Rather than forcing people to annuitise their provident funds, Parks suggested that government incentivise savers.
“It must be encouraged, but it can’t be forced. Rather have incentives that encourage people to see the benefit, but you can’t force them, you have to give them alternatives. In the country you have 34% long term unemployment, so it’s not like the US where unemployment is now less than five percent and it’s not like Sweden where you do have comprehensive social security which really will take care of you if you’re down,” said Parks.
Why is COSATU opposed to the changes?
Parks explained that the main concern COSATU has with the Taxation Laws Amendment Act is the impact that it will have on industrial workers. These include mine workers, and are often people employed on a contractual basis and who don’t receive a pension from the company.
“In absence of a pension, and because government pensions are so little, they will save up on their own. But it [the provident fund] is also like a safety net for them that in the event of them being retrenched or whatever, they have this money saved aside, which they can then use to sort the family out while they look for other work. Your average worker when he is retrenched takes about two years to find another job and UIF currently only covers you for a part of your salary and then only for eight months, it is being increased to 12 months later this year, there is a bill going through the process to do that,” noted Parks.
The main point COSATU is making is that these workers need access to their money and can’t have it locked away in an annuity or provident fund where they can’t access it.
“If you’re telling a worker that has lost their job and he has a home loan which he is going to lose because he can’t pay his debts, that he cannot touch his provident fund where he has R200,000 saved up, or R300,000 [he won’t understand]. And it’s difficult to tell someone who is 40 years old to wait until they’re 60 and access savings.
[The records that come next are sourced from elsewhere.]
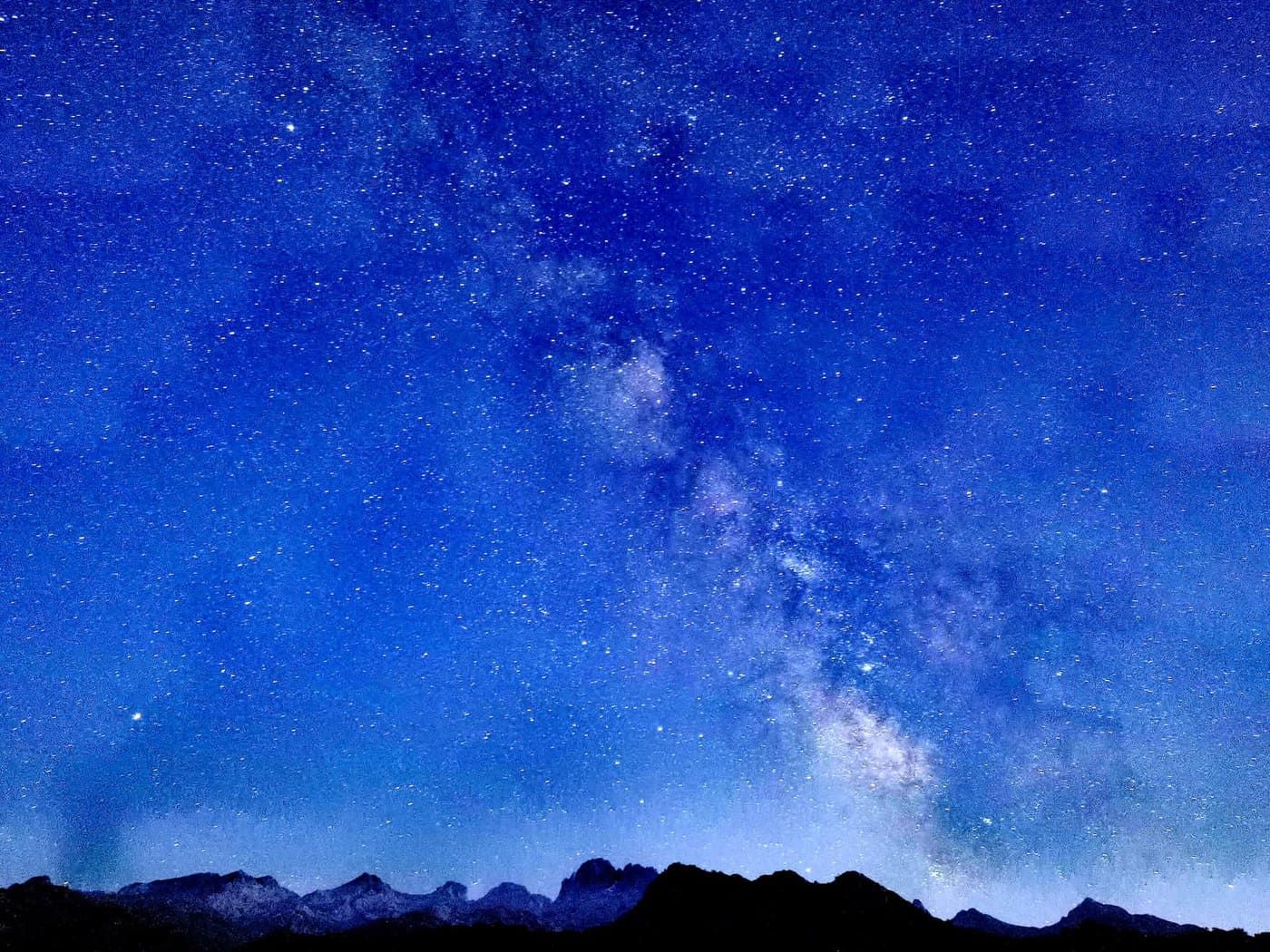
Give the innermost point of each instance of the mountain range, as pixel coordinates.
(597, 907)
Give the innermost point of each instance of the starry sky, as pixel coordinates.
(457, 440)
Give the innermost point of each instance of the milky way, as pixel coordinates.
(460, 440)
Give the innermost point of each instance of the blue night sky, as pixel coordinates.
(459, 440)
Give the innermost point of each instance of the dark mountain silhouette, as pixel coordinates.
(40, 916)
(683, 908)
(1117, 918)
(599, 892)
(248, 905)
(982, 922)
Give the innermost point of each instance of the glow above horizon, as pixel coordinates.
(460, 442)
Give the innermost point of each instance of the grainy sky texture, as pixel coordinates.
(460, 440)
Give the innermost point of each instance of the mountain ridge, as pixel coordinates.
(630, 905)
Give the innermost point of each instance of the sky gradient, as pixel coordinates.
(459, 440)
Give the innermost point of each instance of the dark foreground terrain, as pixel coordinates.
(599, 908)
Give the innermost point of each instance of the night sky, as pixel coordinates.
(459, 440)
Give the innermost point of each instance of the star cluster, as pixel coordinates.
(465, 438)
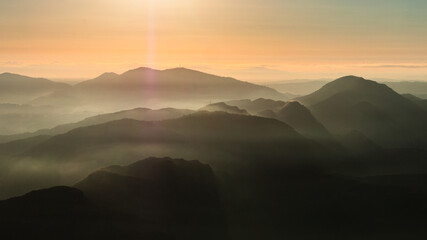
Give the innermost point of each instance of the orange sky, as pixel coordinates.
(253, 40)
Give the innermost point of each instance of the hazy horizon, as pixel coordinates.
(252, 41)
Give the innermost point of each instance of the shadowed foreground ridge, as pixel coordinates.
(156, 198)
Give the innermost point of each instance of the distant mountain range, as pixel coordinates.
(20, 89)
(143, 114)
(145, 87)
(155, 198)
(353, 103)
(223, 107)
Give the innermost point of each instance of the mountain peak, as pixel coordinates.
(350, 78)
(223, 107)
(107, 75)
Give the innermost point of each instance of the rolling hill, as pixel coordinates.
(145, 87)
(20, 89)
(143, 114)
(353, 103)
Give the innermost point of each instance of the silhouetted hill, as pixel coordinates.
(300, 118)
(419, 101)
(146, 87)
(216, 130)
(223, 107)
(20, 89)
(143, 114)
(180, 196)
(353, 103)
(299, 87)
(417, 88)
(257, 105)
(55, 213)
(18, 119)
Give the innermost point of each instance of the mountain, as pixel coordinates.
(298, 87)
(17, 119)
(58, 212)
(257, 105)
(143, 114)
(223, 107)
(419, 101)
(144, 87)
(353, 103)
(156, 198)
(180, 196)
(20, 89)
(300, 118)
(416, 88)
(225, 141)
(216, 130)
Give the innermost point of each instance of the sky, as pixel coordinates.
(252, 40)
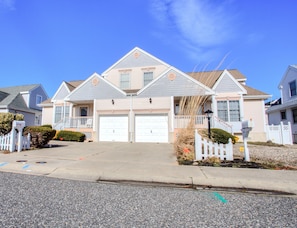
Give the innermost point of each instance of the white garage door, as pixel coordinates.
(113, 128)
(151, 128)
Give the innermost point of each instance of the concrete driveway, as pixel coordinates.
(96, 161)
(141, 162)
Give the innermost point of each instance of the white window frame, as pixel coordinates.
(147, 77)
(228, 112)
(125, 80)
(38, 99)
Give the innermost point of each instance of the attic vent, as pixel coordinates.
(171, 76)
(95, 81)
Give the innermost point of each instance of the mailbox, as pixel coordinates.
(247, 126)
(18, 125)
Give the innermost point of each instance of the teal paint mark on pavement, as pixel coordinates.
(26, 166)
(219, 197)
(3, 164)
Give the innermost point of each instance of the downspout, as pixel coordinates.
(130, 119)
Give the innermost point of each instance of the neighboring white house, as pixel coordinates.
(137, 99)
(286, 110)
(24, 100)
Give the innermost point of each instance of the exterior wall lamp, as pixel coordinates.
(208, 115)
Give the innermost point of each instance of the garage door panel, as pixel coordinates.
(152, 128)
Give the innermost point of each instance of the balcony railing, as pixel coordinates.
(75, 122)
(180, 121)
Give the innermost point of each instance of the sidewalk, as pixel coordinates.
(141, 162)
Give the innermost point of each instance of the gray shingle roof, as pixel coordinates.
(10, 97)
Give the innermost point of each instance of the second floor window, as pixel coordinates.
(293, 91)
(229, 111)
(61, 112)
(283, 115)
(125, 81)
(38, 99)
(147, 78)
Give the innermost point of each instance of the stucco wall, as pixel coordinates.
(47, 115)
(254, 110)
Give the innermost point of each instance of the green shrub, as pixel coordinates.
(40, 135)
(6, 120)
(221, 136)
(70, 136)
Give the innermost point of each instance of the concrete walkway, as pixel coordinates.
(141, 162)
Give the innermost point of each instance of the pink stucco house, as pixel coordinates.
(137, 100)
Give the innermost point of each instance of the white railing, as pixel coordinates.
(200, 121)
(10, 142)
(205, 149)
(281, 134)
(218, 123)
(74, 122)
(182, 121)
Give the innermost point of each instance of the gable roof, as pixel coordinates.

Meanwhile your child needs emergency medical care [for example],” revealed Parks.
Gordhan clarified: “Owing to incorrect statements on these reforms, it should be re-iterated that the new laws do not make any changes to the treatment of retirement fund benefits when an individual resigns. Members of pension or provident funds who resign will, therefore, still be able to cash all their savings when they resign, subject to current taxation. This is strongly discouraged as it is not in the interest of members of retirement funds to risk their jobs, and also have less to retire on in future.
“We would also like to conclude by pointing out that members of all pension funds, including public servants who are members of the Government Employees Pension Fund (GEPF), are not adversely affected by the new laws and should not risk their jobs by resigning. The hard-earned savings of all members of a retirement fund are perfectly safe, and accessible to them now and after 1 March 2016.”